Generally, people overestimate the low probability of certain adverse events. Sunstein states that the overreaction to adverse events also applies to government and law under the same circumstances. This leads to estimates of consequences being exaggerated followed by overregulation at a high cost, exceeding foregone benefits, when the possibility of such adverse events sometimes is very low and  such regulation likely not able to prevent the events it is supposed to eliminate.

A practical example, mentioned in the WOW report, is that of the Independent Regulatory Board for Auditors (IRBA) which found it necessary to increase compulsory membership fees to such an extent that the East Rand Member District took it to court. The professional body also claimed that IRBA’s financial management was not up to standard.

This led to a decline in membership and plunged the auditors’ profession in South Africa into disarray due to the high input costs triggered by the 35% IRBA fee hike and the perceived increased risks associated with exercising auditing. The graph below paints a picture of the registered membership decline, which raises a red flag.

The economic context

It is important to note that the scandals were found out, not due to regulation, but by the media which has exposed corruption and is holding leaders to account. A repeat of such instances does not become entirely avoidable by excessive costly overregulation.

All in all, the percentage of fraud casualties of JSE-listed companies is relatively small compared to the corruption in the public sector.
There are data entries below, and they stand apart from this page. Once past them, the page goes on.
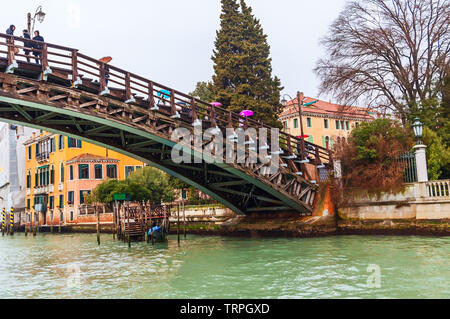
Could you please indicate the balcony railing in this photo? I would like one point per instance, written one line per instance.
(43, 157)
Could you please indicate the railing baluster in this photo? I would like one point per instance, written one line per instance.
(151, 100)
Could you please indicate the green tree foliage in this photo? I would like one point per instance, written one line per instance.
(438, 155)
(155, 182)
(146, 184)
(204, 91)
(369, 158)
(242, 64)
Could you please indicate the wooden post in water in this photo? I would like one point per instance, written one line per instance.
(178, 223)
(98, 224)
(128, 217)
(184, 220)
(151, 225)
(3, 222)
(59, 223)
(11, 226)
(114, 220)
(26, 224)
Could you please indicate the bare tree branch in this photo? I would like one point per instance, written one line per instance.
(390, 54)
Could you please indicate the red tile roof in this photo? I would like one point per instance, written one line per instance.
(326, 108)
(83, 158)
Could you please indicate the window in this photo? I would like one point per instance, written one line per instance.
(128, 170)
(111, 171)
(98, 170)
(83, 195)
(61, 142)
(52, 202)
(83, 171)
(62, 173)
(52, 145)
(73, 143)
(327, 142)
(70, 197)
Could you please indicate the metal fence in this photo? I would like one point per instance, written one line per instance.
(409, 161)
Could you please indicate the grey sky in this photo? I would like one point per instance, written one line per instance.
(171, 41)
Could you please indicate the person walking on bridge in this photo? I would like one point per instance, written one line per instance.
(37, 46)
(10, 31)
(27, 44)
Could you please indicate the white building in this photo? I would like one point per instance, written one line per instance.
(12, 166)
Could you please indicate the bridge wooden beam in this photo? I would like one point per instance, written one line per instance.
(22, 112)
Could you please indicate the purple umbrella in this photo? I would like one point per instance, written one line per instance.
(246, 113)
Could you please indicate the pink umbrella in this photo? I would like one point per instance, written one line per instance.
(246, 113)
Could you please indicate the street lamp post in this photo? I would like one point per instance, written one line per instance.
(300, 104)
(39, 15)
(420, 152)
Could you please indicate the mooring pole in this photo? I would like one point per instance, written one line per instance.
(151, 226)
(3, 221)
(178, 223)
(11, 226)
(184, 220)
(59, 222)
(98, 224)
(26, 224)
(128, 216)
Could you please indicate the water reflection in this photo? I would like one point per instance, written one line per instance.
(73, 266)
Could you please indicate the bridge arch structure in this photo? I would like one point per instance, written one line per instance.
(72, 94)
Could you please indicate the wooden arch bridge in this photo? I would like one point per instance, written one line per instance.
(72, 94)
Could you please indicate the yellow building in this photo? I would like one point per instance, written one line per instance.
(54, 163)
(323, 122)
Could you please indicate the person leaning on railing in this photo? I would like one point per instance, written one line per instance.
(37, 46)
(27, 44)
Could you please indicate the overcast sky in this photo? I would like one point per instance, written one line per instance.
(171, 41)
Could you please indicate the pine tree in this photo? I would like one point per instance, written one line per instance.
(243, 71)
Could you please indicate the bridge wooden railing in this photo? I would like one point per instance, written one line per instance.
(106, 79)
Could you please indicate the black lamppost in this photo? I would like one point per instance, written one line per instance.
(418, 129)
(39, 15)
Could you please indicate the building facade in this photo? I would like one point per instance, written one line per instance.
(60, 171)
(324, 123)
(12, 164)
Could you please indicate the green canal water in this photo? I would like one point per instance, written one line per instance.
(73, 266)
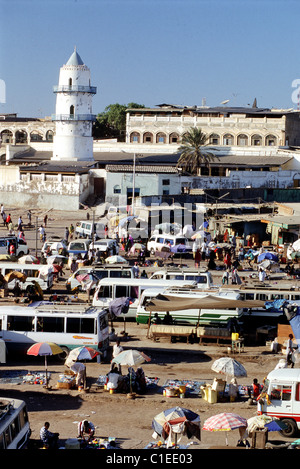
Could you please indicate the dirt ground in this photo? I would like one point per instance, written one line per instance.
(115, 415)
(129, 420)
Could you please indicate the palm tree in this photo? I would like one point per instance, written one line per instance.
(192, 152)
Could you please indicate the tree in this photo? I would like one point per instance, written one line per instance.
(112, 122)
(192, 151)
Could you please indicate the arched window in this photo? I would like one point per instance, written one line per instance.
(242, 140)
(173, 138)
(36, 137)
(256, 140)
(147, 137)
(134, 137)
(49, 136)
(7, 136)
(228, 139)
(117, 189)
(271, 140)
(21, 136)
(161, 137)
(214, 139)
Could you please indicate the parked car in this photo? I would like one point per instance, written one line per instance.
(84, 229)
(157, 242)
(79, 246)
(103, 245)
(56, 247)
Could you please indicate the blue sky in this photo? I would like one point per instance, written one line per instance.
(151, 51)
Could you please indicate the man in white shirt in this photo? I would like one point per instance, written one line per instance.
(117, 349)
(80, 371)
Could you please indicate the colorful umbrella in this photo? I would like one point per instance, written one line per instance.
(82, 353)
(229, 366)
(28, 259)
(177, 420)
(115, 260)
(225, 421)
(131, 358)
(265, 421)
(44, 349)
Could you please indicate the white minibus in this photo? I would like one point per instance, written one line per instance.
(108, 289)
(14, 424)
(68, 326)
(42, 274)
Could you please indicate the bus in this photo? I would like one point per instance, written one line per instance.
(109, 289)
(14, 424)
(266, 294)
(68, 326)
(42, 274)
(204, 279)
(207, 316)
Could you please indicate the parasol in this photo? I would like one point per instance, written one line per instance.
(131, 358)
(15, 275)
(225, 421)
(115, 260)
(265, 421)
(28, 259)
(82, 353)
(272, 256)
(44, 349)
(229, 366)
(199, 235)
(179, 421)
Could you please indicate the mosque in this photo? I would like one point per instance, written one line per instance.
(55, 162)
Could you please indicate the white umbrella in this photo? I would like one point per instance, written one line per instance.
(131, 358)
(229, 367)
(53, 259)
(27, 259)
(115, 260)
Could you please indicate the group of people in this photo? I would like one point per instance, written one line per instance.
(86, 431)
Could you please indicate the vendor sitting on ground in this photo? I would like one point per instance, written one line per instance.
(48, 438)
(86, 428)
(168, 318)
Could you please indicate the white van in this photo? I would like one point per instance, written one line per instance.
(84, 229)
(204, 279)
(103, 271)
(14, 424)
(157, 242)
(42, 274)
(69, 326)
(281, 398)
(21, 247)
(109, 289)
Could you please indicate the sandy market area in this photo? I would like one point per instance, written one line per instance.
(115, 415)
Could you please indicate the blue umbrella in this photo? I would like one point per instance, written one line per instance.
(276, 426)
(164, 422)
(267, 255)
(180, 248)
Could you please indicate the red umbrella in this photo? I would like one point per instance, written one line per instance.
(44, 349)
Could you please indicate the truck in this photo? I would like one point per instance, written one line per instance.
(280, 398)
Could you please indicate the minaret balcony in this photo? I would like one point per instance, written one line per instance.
(74, 89)
(73, 117)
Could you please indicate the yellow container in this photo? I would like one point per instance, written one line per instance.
(212, 396)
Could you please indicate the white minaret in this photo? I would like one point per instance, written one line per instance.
(74, 119)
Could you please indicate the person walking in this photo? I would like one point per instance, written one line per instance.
(48, 438)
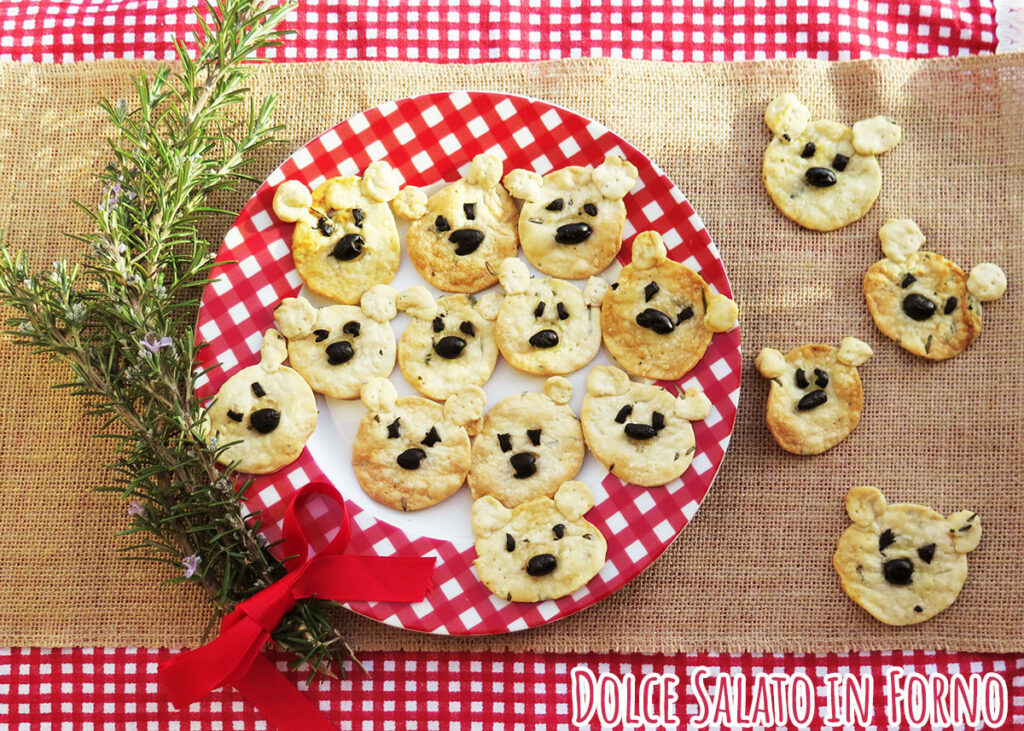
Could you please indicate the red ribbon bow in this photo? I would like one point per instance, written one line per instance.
(233, 657)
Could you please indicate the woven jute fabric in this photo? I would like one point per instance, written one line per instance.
(753, 570)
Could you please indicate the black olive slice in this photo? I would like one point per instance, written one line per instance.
(265, 420)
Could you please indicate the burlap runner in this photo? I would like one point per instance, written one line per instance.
(753, 571)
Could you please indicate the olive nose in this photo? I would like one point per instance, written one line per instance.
(542, 565)
(524, 465)
(572, 232)
(898, 571)
(348, 247)
(450, 346)
(466, 241)
(411, 459)
(544, 339)
(655, 320)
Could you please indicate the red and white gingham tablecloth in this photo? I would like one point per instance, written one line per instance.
(101, 688)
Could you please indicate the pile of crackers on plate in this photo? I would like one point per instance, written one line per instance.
(903, 563)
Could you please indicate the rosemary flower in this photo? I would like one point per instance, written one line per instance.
(135, 509)
(154, 344)
(192, 564)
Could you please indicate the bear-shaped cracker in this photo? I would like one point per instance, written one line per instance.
(268, 410)
(340, 347)
(823, 174)
(659, 317)
(345, 239)
(816, 396)
(528, 445)
(640, 432)
(545, 326)
(540, 550)
(412, 453)
(924, 301)
(450, 343)
(571, 220)
(463, 231)
(903, 563)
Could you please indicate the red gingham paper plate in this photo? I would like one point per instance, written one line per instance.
(429, 139)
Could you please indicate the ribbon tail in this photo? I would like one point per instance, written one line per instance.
(283, 704)
(192, 675)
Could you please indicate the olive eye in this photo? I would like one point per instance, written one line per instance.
(431, 437)
(351, 328)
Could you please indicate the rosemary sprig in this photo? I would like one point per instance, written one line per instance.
(122, 319)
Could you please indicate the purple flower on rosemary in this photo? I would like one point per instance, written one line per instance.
(155, 344)
(192, 564)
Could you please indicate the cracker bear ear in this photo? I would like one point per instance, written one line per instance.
(693, 405)
(488, 304)
(595, 291)
(785, 115)
(273, 351)
(411, 204)
(770, 362)
(558, 389)
(484, 171)
(487, 515)
(573, 499)
(987, 282)
(876, 135)
(721, 314)
(648, 250)
(292, 201)
(513, 276)
(379, 303)
(614, 177)
(965, 529)
(465, 406)
(853, 352)
(523, 183)
(607, 381)
(295, 316)
(900, 238)
(378, 181)
(864, 505)
(418, 302)
(379, 395)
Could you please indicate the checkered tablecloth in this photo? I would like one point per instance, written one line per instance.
(95, 688)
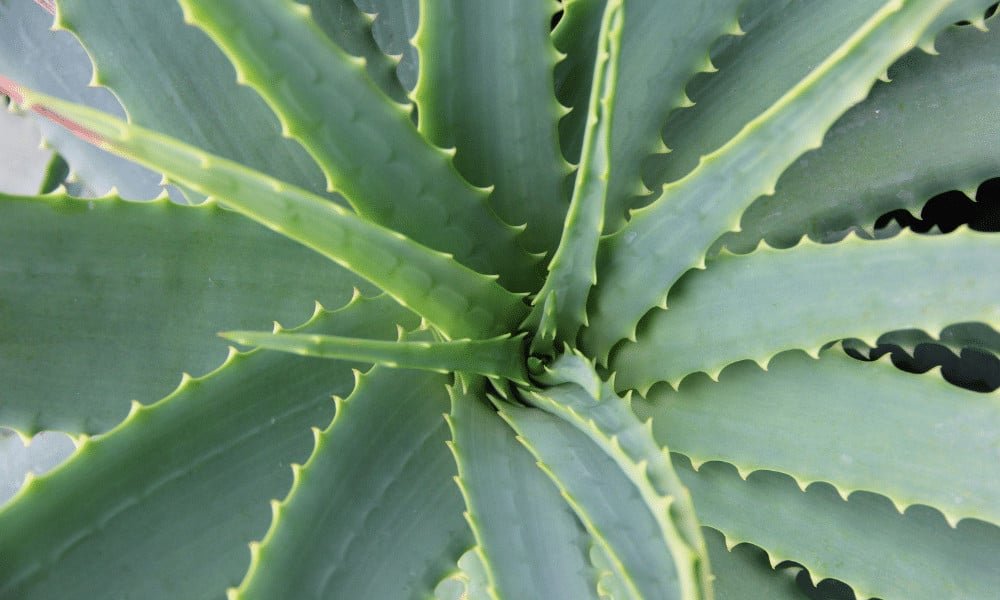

Imagine for a second if 70% of JSE-listed companies would receive qualified audits.

It is important to note that the malfeasances in the private sector had real felt consequences in wealth destruction for investors. In the public sector such wealth destruction, as in reduced services, is diluted across the entire population who cannot elect not to invest in a particular public service.

Impact of regulation in the South African public sector

The Auditor-General has been armed with more regulatory authority, but the wrongdoing has continued without strong sanctions. As demonstrated over the years in the South African public sector, all regulation comes to nothing if there is no consequential action taken.

Year in and year out, the Auditor-General issues qualified audits and highlights unauthorised and wasteful expenditures and fraud as well as corruption at all levels of government and within the SOEs, with the aim of alerting them to areas in need of improvement, but no serious concomitant remedial action is taken.

This calls for the government and its regulators to bear this dichotomy in mind when considering further regulation and rather devote more attention to detailing and legislating impactful consequences for impactful corruption such as bid rigging in the procurement processes.